Nutrition business in India children's Horlicks will extend the Swiss giant's dominance in India's processed food market.
Anglo-Dutch consumer goods giant Unilever plc is reported to have emerged as the leading bidder for GSK’s Horlicks nutrition business in India, reports quoting two people familiar with the situation said.
Nestle has been in talks with GlaxoSmithKline India's consumer healthcare division that includes the Horlicks brand, which is the dominant children's malt-based health drink in India.
GSK is looking at carrying out a strategic review and expects to conclude that by year-end, according to some reports.
After the acquisition, Nestle is unlikely to merge GSK with its own India subsidiary whose major brands include market leaders like the Maggi noodles and other products, according to Economic Times. Nestle's own Milo and Nesquick brands will have to compete with Horlicks if the acquisition goes through.

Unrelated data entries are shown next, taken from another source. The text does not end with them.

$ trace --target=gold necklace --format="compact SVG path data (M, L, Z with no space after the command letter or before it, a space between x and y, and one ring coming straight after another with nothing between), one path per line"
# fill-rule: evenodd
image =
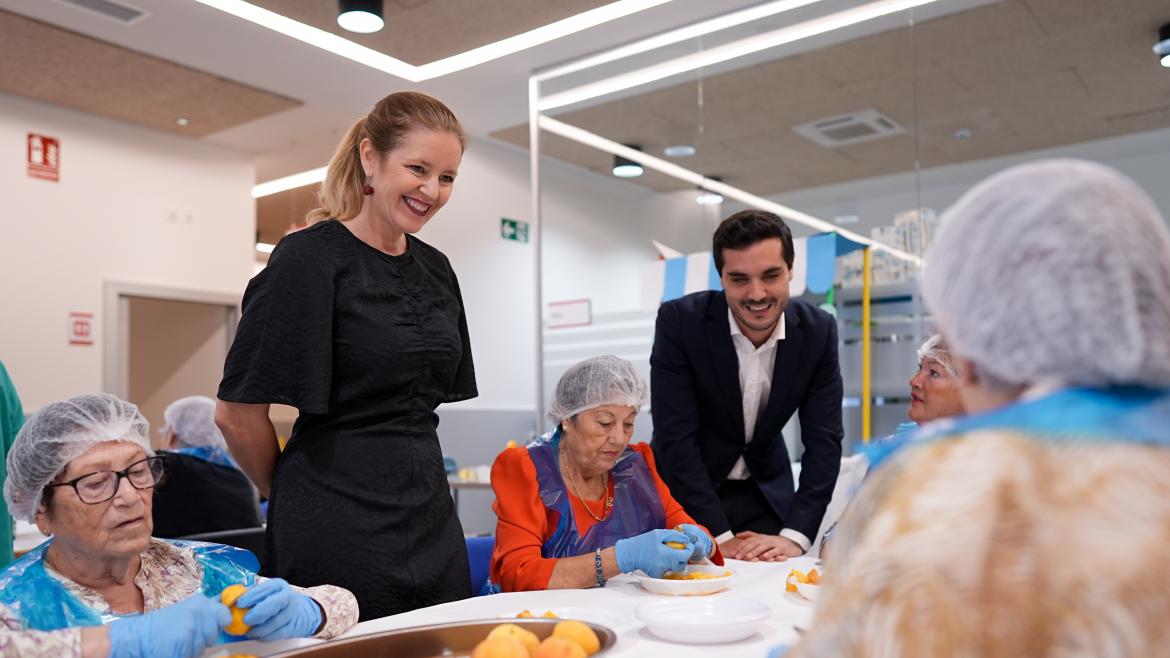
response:
M561 461L562 462L564 462L564 458L565 458L565 447L564 447L564 444L561 444ZM568 471L569 469L566 468L565 470ZM602 512L600 517L598 517L596 514L594 514L593 510L589 509L589 504L587 502L585 502L585 497L582 496L581 492L577 490L577 485L575 484L577 477L575 475L569 474L569 478L568 478L569 488L573 490L573 493L577 496L577 498L581 499L581 506L585 508L585 512L589 516L592 516L593 520L597 521L598 523L608 519L609 512L610 512L610 510L613 509L613 496L609 495L609 472L607 471L605 473L602 473L601 477L602 477L602 491L605 492L603 494L605 496L605 511Z

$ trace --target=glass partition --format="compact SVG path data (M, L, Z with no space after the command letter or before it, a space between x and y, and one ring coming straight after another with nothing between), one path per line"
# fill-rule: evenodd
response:
M718 287L712 232L757 207L800 239L793 297L838 318L847 452L893 432L933 330L921 257L959 194L1051 155L1167 187L1143 165L1170 145L1166 17L1119 4L770 2L534 74L541 407L588 356L648 376L658 305Z

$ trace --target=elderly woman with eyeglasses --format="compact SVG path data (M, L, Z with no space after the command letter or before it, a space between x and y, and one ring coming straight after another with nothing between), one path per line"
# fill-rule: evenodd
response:
M17 435L4 498L51 538L0 571L0 655L197 656L232 639L219 600L230 585L248 588L236 602L247 639L329 638L357 621L344 589L258 578L241 549L152 538L163 462L148 429L134 405L84 395L41 409Z

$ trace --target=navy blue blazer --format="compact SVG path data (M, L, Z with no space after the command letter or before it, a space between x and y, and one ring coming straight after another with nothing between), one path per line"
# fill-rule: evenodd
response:
M815 541L841 469L837 321L801 300L784 312L785 338L766 409L745 443L739 361L722 291L697 292L658 310L650 355L651 447L658 472L712 534L730 530L718 489L742 456L785 527ZM781 429L799 413L804 456L796 491Z

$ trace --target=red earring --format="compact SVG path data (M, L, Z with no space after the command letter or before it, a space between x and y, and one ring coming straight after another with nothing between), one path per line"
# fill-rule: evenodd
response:
M370 196L373 193L374 193L374 188L369 183L362 185L362 194L364 194L366 196Z

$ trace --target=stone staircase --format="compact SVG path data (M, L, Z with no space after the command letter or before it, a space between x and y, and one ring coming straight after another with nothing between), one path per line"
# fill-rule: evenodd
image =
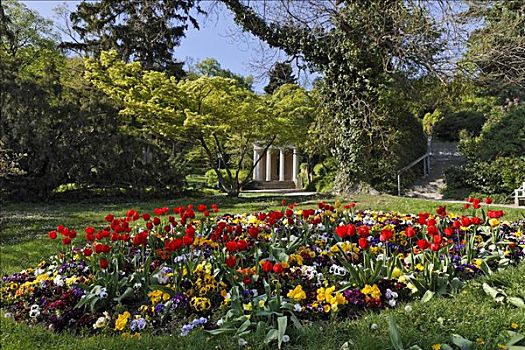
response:
M412 187L405 191L405 195L414 198L443 199L441 190L445 187L445 169L464 162L463 155L458 151L457 142L433 140L429 176L416 180Z
M244 188L245 190L278 190L295 189L295 182L288 181L252 181Z

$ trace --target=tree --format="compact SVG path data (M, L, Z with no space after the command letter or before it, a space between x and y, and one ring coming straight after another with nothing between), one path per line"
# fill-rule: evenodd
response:
M482 20L469 38L464 64L489 95L525 98L525 3L473 3L464 15Z
M120 114L126 121L151 135L194 140L230 196L238 196L250 181L255 141L268 149L274 142L289 142L294 133L304 135L294 129L307 108L298 97L303 94L300 89L283 91L287 99L266 98L234 79L177 80L144 70L138 62L126 64L114 51L102 53L100 60L87 60L86 68L88 79L122 104ZM243 166L248 168L245 179L240 178Z
M120 132L118 106L82 79L79 58L57 49L52 23L20 3L2 3L0 188L17 200L78 189L179 190L171 148ZM151 148L154 163L143 157Z
M251 75L243 77L242 75L233 73L229 69L224 69L215 58L209 57L203 59L202 61L195 64L195 66L190 67L190 73L194 73L197 76L223 77L233 79L239 84L239 86L248 90L253 90L253 77Z
M240 0L223 2L244 30L323 73L323 103L335 126L337 189L364 183L392 190L396 171L426 148L404 101L410 79L433 71L443 47L428 11L401 0L258 3L284 16L271 19Z
M64 47L95 54L114 49L124 61L181 77L183 63L173 53L188 23L199 28L193 9L202 12L198 0L85 1L71 14L80 41Z
M297 79L293 75L292 66L286 62L277 62L269 72L270 81L264 87L264 92L273 94L281 85L295 84Z

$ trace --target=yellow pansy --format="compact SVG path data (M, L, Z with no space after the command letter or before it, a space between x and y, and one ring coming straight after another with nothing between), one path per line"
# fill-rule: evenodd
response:
M306 299L306 293L304 292L303 287L299 284L288 292L287 297L296 301L301 301Z
M118 315L117 320L115 321L115 330L122 331L126 327L126 324L128 324L130 317L131 314L128 311Z
M373 299L378 299L381 297L381 291L377 287L377 284L374 284L373 286L366 284L365 287L361 289L361 293Z

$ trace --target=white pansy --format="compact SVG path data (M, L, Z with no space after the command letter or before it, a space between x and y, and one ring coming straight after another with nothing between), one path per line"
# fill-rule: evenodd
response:
M53 283L55 286L63 287L64 286L64 280L62 279L62 276L56 275L56 277L53 279Z

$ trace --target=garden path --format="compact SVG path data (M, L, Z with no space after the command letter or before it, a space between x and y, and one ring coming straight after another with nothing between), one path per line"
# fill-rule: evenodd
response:
M434 140L430 175L422 177L406 191L407 197L443 199L441 191L445 188L445 169L460 165L465 158L458 150L457 142Z

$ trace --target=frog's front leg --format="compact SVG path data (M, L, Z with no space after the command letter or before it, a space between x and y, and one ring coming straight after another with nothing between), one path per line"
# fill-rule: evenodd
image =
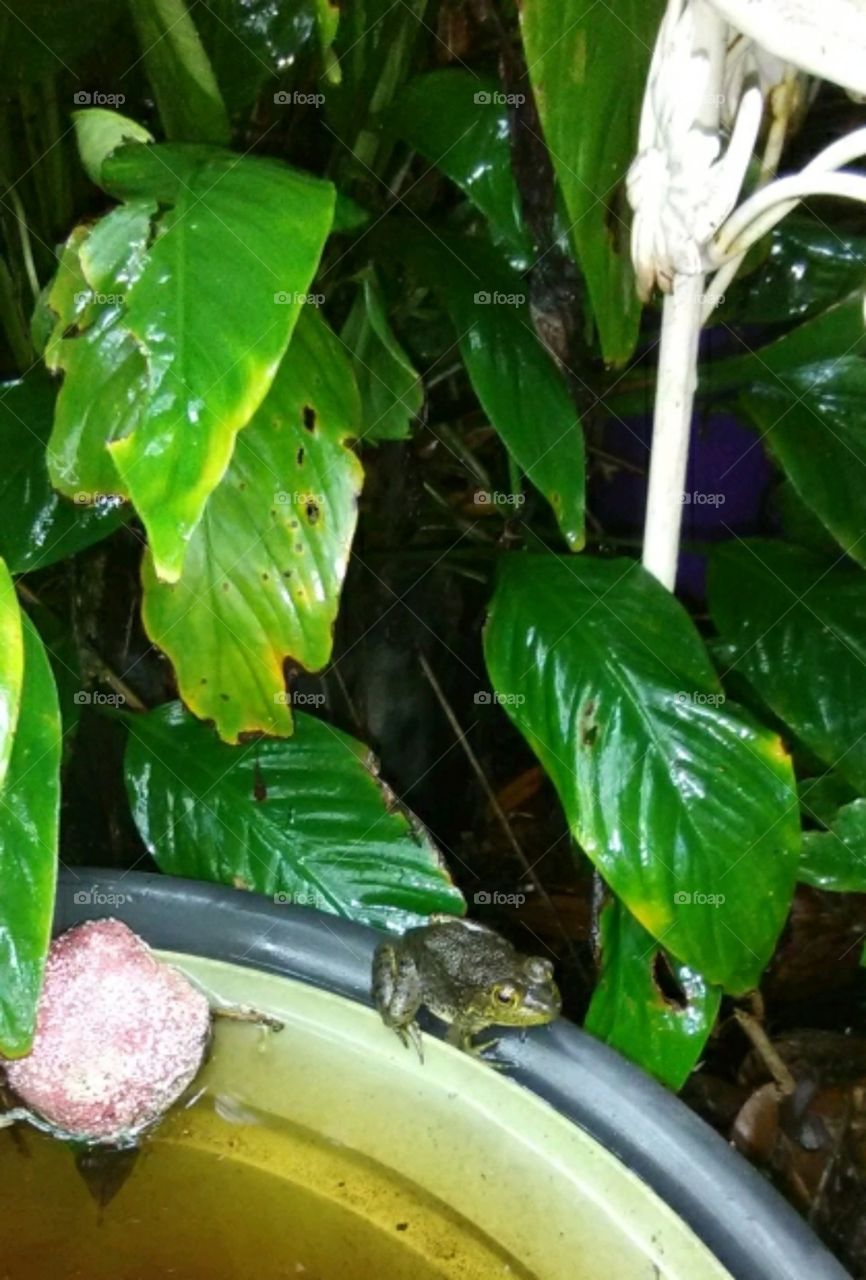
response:
M421 1008L421 980L411 956L383 942L373 956L373 999L386 1027L391 1027L406 1047L414 1044L424 1061L421 1029L415 1015Z
M489 1059L484 1055L488 1049L495 1049L499 1044L499 1040L485 1040L483 1044L474 1044L472 1037L479 1031L483 1031L486 1023L479 1023L474 1018L455 1018L448 1028L448 1034L445 1037L446 1043L453 1044L455 1048L462 1049L464 1053L468 1053L473 1058L483 1058L485 1062ZM493 1062L491 1066L498 1064Z

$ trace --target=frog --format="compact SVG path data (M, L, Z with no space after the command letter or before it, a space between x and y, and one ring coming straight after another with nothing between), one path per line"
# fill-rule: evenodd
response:
M426 924L382 942L373 957L373 1000L385 1026L423 1062L416 1020L424 1005L449 1023L446 1041L484 1058L498 1040L475 1044L490 1026L531 1027L552 1022L562 1001L553 965L521 954L476 920L433 915Z

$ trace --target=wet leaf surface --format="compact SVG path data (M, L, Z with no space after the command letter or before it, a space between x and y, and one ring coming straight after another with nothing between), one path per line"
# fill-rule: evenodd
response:
M112 502L85 506L52 487L45 448L54 417L55 389L38 371L0 386L0 555L13 573L55 564L106 538L129 508Z
M10 1058L25 1054L33 1038L54 915L60 816L57 693L36 631L27 618L22 623L21 710L0 792L0 1054Z
M524 0L520 11L529 79L609 364L629 358L640 322L623 184L661 16L659 0L589 8Z
M793 891L793 771L779 738L725 701L682 606L633 561L511 555L485 656L631 913L707 981L754 986Z
M709 604L733 667L829 768L866 788L866 575L800 547L720 547Z
M668 959L620 902L602 909L599 928L601 974L584 1027L679 1089L713 1029L721 989ZM668 992L659 982L662 966Z
M402 930L463 899L363 743L299 713L293 737L220 742L179 704L130 718L133 816L163 871Z
M509 104L498 81L456 69L428 72L401 91L386 123L457 183L503 249L528 263L532 246L511 168Z
M177 582L143 569L148 634L187 706L229 742L292 731L284 663L330 658L363 473L343 344L308 307L264 403L211 494Z

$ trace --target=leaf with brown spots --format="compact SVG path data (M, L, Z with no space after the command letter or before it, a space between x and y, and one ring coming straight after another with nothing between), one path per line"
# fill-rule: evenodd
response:
M342 343L312 308L238 436L176 583L145 559L144 624L181 695L227 742L292 732L283 664L320 670L355 531L360 402Z

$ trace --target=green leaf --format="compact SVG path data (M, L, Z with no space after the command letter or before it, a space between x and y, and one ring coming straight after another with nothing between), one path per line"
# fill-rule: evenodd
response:
M137 426L109 451L176 582L237 432L288 346L331 226L334 189L275 161L208 147L132 146L106 185L172 201L125 298L148 365ZM217 324L215 317L231 317Z
M807 506L788 479L782 480L772 497L773 511L778 517L780 536L819 555L837 556L836 540L827 526Z
M721 989L687 965L667 957L655 938L612 899L599 921L602 968L584 1029L679 1089L693 1071L721 1003ZM658 967L668 968L674 990L665 994Z
M129 717L126 781L163 871L402 930L463 899L363 743L299 713L294 737L229 747L177 703Z
M700 392L735 393L797 495L849 555L866 564L864 293L758 351L701 368ZM620 414L632 396L616 397Z
M0 555L12 573L30 573L92 546L117 529L128 509L109 501L73 504L51 486L45 449L55 388L38 369L0 384Z
M866 789L866 575L750 538L713 554L708 592L735 669L819 759Z
M312 307L238 438L176 583L145 559L143 618L184 702L236 742L292 732L283 664L317 671L332 630L363 473L352 368Z
M528 265L532 245L511 169L509 106L499 82L473 71L430 71L406 85L385 119L462 188L487 218L493 239Z
M328 0L317 3L324 6ZM336 63L330 68L325 109L362 172L364 166L378 172L376 153L381 139L371 125L411 71L419 41L426 34L428 3L353 0L344 7L334 40Z
M866 800L844 805L829 831L804 831L799 877L816 889L866 893Z
M862 284L866 236L791 214L763 246L764 258L728 290L722 316L737 324L805 320Z
M797 868L791 761L725 703L682 606L632 561L509 555L485 655L629 911L708 982L755 986Z
M166 137L228 142L225 103L184 0L129 0L129 8Z
M434 237L411 227L400 234L424 283L441 294L482 408L512 458L553 507L571 550L579 551L584 543L583 431L565 382L532 327L521 277L483 241Z
M196 25L229 110L249 107L270 80L302 83L316 43L316 0L208 0Z
M804 365L740 399L799 497L866 565L866 360Z
M21 611L9 570L0 560L0 790L9 771L21 708L24 638Z
M143 125L118 111L91 107L87 111L73 111L72 120L81 163L97 187L102 185L103 164L118 147L129 142L153 142L153 134Z
M48 294L57 322L45 363L64 374L48 442L48 474L77 503L128 497L106 445L140 423L147 394L145 358L123 315L130 285L142 270L153 211L153 205L136 201L113 209L92 230L76 227Z
M424 386L394 337L376 281L364 280L342 339L355 357L365 440L405 440L424 406Z
M0 792L0 1055L30 1049L51 940L60 814L60 712L51 668L22 619L24 682Z
M523 0L520 9L529 79L608 364L628 360L640 323L623 188L662 12L661 0Z
M803 778L799 783L800 808L811 821L829 827L843 804L857 799L857 791L838 773Z
M340 62L333 49L340 27L340 3L341 0L316 0L316 22L324 76L331 84L339 84L342 78Z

Horlicks, whose sales topped $700 million last year with a 44 per cent market share of nutritional drinks, is the main attraction in GSK's India business, valued at $4.2 billion.
GSK, which owns 72.5 per cent of Indian business GlaxoSmithKline Consumer Healthcare Ltd, and Unilever were in exclusive talks, the Financial Times reported on Tuesday, citing people familiar with the sales process.
GSK exited its Horlicks franchise in the UK last year but has held on to the brand in India where it has a special place as a nutritional supplement for children.
Global food giants have been eyeing the emerging market in India because of its growth potential when compared to China with a comparable population. Indian processed food market is now only one-fifth of the Chinese market but growing income profiles are changing consumption patterns.